Investors can further protect themselves in a volatile market by making sure they are diversified in the stock portfolio, experts said.

"People get so caught up in always owning the leader; it can happen so fast that something else comes into favor and they're out," said Judith Ward, a certified financial planner with T. Rowe Price Associates in Baltimore.

A well diversified stock portfolio includes small-, medium- and large-cap stocks, growth and value investments, foreign and domestic stocks. If, say, domestic stocks tumble, your international stocks may rise and soften the blow to your portfolio.

Another way to better stomach volatile markets is to invest by dollar-cost averaging, or by investing the same amount of money on a regular basis no matter if the market is up or down, experts said.

This way you buy smaller amounts of stock when prices are high and more shares when prices are low.

"Look at volatility as an opportunity," suggested Adam Spector, managing director of Brandywine Asset Management in Wilmington, Del.

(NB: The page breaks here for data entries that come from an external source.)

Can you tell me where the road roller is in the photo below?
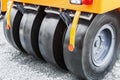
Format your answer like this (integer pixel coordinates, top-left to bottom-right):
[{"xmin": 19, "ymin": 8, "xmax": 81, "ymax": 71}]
[{"xmin": 3, "ymin": 0, "xmax": 120, "ymax": 80}]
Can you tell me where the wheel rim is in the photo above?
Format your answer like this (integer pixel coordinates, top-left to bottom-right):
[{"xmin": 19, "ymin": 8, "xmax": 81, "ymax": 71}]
[{"xmin": 92, "ymin": 24, "xmax": 115, "ymax": 67}]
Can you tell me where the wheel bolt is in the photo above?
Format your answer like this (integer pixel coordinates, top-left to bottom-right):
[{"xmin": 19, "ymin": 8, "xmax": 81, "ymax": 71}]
[
  {"xmin": 100, "ymin": 46, "xmax": 104, "ymax": 49},
  {"xmin": 101, "ymin": 39, "xmax": 105, "ymax": 42}
]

Many good companies with healthy balance sheets have seen their stock prices pummeled in the past year, Spector said. This was a chance for investors who previously might have not been able to afford those stocks to get them at lower prices, he said.

"If you had done that in the past year, you were definitely rewarded," he said.

And it's easier to live through a volatile market if you keep realistic expectations, experts said.

More than 90 percent of the assets now in mutual funds have flowed in since 1990, Goodman said. That means many of those investors have never seen a bear market and have come to expect high returns year after year, he said.

"When the stock market keeps going up 25 percent a year, what's risk tolerance?" Goodman said.

Investors need to keep in mind that the historical average return for the stock market is 12 percent, Stevens said. "Going forward, that could be less."